Govt to deliberate on relief measures amid countrywide protests against inflated power bills
PESHAWAR/RAHIM YAR KHAN/HAFIZABAD/LAHORE: As protests intensify across the country against inflated electricity bills and runaway inflation for the third consecutive day, Caretaker Prime Minister Anwar-ul-Haq Kakar has summoned an emergency meeting at his office today (Sunday) to deliberate over solutions to resolve the matter.
Owing to protests in Peshawar, where agitated citizens have taken to the streets, the Peshawar Electric Supply Company (PESCO) has sought police protection amid fears of violence.
Back-breaking inflation has already left citizens apprehensive, but the increase in power tariff with bills and taxes going through the roof has forced them to stage protest demonstrations, demanding a reduction in the electricity bills and withdrawal of excess taxes.
Caretaker Prime Minister Anwar-ul-Haq Kakar has called for an emergency meeting at the Prime Minister’s House today (Sunday) at 3:30pm to discuss the matter.
According to a post by the PM office account on X, the meeting would include briefings from the Ministry of Energy (Power Division) and distribution companies, while consultations would also be held to provide maximum relief to consumers regarding electricity bills, as directed by PM Kakar.
In its letter to the Capital City Police Chief Syed Ashfaq Anwar, Pesco has requested the deployment of police personnel in seven sub-divisions including Khyber Circle, Hayatabad 2, Tajabad, Landi Arbab, Badaber and Deh Bahadur.
Agitated citizens, as mentioned in the letter, may enter these sub-divisions and vandalise the public property.
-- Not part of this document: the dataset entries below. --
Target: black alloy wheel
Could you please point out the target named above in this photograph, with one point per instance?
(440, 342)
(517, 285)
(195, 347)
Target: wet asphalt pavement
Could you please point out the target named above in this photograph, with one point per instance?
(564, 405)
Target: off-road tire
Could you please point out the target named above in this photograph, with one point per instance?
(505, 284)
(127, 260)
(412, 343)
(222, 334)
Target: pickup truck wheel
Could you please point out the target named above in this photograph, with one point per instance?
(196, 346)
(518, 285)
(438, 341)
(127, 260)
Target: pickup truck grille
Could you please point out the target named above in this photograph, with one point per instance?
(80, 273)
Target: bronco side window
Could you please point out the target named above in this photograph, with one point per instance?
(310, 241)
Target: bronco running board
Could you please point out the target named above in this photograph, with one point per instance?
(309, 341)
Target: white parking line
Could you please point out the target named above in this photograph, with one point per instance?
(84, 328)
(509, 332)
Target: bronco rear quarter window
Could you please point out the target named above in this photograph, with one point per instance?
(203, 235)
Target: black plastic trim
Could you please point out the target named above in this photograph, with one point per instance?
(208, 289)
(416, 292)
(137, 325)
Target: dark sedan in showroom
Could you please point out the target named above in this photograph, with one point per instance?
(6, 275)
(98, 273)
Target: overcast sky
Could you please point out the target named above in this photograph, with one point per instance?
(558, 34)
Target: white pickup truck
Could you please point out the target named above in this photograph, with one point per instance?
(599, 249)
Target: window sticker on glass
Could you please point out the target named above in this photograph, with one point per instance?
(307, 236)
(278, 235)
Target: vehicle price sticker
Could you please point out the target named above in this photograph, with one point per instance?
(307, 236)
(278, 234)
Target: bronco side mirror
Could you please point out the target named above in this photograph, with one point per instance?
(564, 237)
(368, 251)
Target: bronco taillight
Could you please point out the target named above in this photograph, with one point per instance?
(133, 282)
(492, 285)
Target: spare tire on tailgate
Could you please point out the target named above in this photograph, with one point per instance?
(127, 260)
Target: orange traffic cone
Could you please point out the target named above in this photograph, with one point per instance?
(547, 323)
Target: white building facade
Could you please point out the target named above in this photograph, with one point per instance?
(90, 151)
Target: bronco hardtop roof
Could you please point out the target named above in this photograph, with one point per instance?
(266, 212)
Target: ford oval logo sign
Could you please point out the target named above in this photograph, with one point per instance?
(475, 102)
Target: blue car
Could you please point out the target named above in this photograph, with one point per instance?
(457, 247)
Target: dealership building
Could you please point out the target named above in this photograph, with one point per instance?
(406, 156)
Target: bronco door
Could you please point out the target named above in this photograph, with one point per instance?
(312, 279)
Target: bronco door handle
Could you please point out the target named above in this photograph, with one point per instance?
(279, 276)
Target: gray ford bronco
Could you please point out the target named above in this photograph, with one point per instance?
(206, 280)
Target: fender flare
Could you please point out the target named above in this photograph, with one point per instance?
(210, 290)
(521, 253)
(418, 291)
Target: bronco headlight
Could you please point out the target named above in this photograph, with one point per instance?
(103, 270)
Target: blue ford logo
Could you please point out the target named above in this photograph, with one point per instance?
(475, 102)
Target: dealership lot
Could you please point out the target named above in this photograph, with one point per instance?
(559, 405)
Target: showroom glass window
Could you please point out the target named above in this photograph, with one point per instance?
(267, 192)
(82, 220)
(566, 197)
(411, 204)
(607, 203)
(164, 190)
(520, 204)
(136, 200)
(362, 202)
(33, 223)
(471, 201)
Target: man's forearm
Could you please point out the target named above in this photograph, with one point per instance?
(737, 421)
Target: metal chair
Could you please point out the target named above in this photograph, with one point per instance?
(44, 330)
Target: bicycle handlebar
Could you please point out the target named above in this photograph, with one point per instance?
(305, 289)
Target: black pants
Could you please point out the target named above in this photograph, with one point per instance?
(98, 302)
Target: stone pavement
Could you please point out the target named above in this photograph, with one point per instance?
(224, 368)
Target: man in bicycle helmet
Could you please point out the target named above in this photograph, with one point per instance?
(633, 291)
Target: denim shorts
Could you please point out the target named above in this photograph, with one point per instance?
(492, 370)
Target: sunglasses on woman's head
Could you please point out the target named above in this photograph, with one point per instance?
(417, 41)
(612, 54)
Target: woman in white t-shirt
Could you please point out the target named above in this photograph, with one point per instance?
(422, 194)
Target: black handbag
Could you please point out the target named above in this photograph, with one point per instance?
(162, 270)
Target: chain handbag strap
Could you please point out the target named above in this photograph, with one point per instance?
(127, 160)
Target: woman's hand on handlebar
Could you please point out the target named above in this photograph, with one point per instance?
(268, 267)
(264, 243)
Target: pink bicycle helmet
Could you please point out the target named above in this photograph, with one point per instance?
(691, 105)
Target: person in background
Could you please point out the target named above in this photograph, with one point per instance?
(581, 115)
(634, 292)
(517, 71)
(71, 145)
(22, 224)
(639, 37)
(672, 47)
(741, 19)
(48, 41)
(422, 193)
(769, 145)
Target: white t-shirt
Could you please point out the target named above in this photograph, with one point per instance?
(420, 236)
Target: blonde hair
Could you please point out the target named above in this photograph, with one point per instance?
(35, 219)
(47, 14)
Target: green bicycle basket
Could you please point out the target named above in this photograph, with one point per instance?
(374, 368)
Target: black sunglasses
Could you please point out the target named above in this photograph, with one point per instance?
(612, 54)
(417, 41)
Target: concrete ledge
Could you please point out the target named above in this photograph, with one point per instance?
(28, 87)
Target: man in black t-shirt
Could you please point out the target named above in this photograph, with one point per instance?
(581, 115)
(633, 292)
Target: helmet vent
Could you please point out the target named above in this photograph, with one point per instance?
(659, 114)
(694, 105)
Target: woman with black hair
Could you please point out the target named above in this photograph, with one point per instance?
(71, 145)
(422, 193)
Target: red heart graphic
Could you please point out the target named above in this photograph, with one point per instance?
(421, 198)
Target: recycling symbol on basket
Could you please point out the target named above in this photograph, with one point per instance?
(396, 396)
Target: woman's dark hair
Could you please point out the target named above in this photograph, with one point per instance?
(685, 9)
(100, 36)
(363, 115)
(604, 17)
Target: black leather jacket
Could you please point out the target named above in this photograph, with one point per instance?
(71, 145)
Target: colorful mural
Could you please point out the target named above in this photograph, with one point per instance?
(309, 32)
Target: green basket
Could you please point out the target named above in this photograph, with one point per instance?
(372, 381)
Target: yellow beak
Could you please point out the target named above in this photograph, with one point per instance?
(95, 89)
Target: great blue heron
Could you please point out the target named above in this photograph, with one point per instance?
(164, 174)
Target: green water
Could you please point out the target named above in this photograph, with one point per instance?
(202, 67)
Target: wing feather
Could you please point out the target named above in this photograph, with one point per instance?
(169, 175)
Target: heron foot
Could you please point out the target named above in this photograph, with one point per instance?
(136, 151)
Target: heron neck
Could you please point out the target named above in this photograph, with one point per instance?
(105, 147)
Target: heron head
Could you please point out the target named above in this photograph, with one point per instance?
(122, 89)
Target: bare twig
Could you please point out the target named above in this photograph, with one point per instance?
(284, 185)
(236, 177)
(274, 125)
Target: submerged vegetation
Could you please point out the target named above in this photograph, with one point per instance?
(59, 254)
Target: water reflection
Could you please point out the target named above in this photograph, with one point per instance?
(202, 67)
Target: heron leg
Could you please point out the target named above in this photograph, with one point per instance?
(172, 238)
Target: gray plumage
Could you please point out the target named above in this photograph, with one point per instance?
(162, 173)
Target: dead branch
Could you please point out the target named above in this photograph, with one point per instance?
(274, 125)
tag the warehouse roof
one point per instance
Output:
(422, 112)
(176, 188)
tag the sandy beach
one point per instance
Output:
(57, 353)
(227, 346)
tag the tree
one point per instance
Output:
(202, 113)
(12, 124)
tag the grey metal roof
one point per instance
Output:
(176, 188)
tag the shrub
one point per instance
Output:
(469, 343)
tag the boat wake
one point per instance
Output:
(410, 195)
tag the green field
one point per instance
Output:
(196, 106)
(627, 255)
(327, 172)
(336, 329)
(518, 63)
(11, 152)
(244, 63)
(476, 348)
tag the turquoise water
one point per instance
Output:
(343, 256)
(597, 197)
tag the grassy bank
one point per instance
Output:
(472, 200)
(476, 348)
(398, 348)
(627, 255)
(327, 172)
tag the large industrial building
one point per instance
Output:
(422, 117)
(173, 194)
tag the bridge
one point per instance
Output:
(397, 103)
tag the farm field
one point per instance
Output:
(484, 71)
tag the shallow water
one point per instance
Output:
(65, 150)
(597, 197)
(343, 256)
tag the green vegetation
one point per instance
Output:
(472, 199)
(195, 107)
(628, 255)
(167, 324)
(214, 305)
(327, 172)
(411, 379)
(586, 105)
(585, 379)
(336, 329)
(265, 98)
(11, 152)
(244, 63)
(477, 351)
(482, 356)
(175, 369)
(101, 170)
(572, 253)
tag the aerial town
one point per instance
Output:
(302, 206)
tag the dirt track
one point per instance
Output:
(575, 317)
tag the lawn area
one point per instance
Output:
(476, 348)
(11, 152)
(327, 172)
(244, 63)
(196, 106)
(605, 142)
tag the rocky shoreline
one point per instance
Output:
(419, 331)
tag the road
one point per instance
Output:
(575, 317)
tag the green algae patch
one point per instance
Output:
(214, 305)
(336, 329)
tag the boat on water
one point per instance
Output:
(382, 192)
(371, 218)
It stated that in the current situation, law and order could be threatened.
“Pesco employees are in a state of panic,” it added, seeking protection for employees and property.
Meanwhile, citizens staged a protest demonstration in Punjab’s Rahim Yar Khan, blocking the main road while in the province’s Chunian city angry power consumers blocked the Exchange Road and set their bills ablaze.
Protestors across the country demand a reduction in electricity tariffs and the removal of excess taxes in the utility bills, warning that they would not pay the bills if the demands were not met.
Traders, too, protested in Hafizabad by leading a rally from the city’s Fawara Chowk to the press club. In Okara’s Hujra Shah Muqeem, people came out for demonstrations as well. Protesters burnt electricity cables and raised slogans against the Water and Power Development Authority (Wapda) and the government.
Demonstrations by citizens and traders were also held in Faisalabad, Lahore, Risalpur, and Khyber Pakhtunkhwa’s Nowshehra district against the hike.
Political parties including the Jamaat-e-Islami and Muttahida Qaumi Movement Pakistan (MQM-P) have condemned the hike and additional taxes on power bills.
MQM-P fears violence amid protests
MQM-P Convener Khalid Maqbool Siddiqui, in a presser earlier today, expressed fears that the protests could turn into riots.
“It is the responsibility of the government to take immediate relief measures,” he said, speaking about the problems of power consumers in Karachi and Hyderabad.
“The pressure of circular debt is not on the owners of K-Electric, but on the consumers. Around 12 to 14 hours of loadshedding is being done in Hyderabad and the city’s traders are being forced to protest,” he added.
The politician said bills are the same, despite incessant and long hours of loadshedding.
In July this year, the federal cabinet — headed by then prime minister Shehbaz Sharif — had greenlit a massive increase in the base tariff of electricity by up to Rs7.50 per unit against the national average tariff determination of Rs4.96 by the power regulator National Electric Power Regulatory Authority (Nepra).
The regulator had hiked the tariff to increase revenue collection for the loss-making power distribution companies (Discos) during the current fiscal year. Nepra stated that the revised national average tariff for the 2023-24 fiscal year has been determined at Rs29.78 per unit kWh, which is Rs.4.96 per unit higher than the previously determined national average tariff of Rs24.82.
While the regulator cited the rupee’s devaluation, high inflation and interest rates, the addition of new capacities and overall low sales growth as reasons behind the increase, it was actually hiked to meet one of the conditions set by the International Monetary Fund (IMF) of introducing structural reforms in the energy sector.
However, the applicable tariff would be much higher after including surcharges, taxes, duties and levies, besides monthly and quarterly adjustments.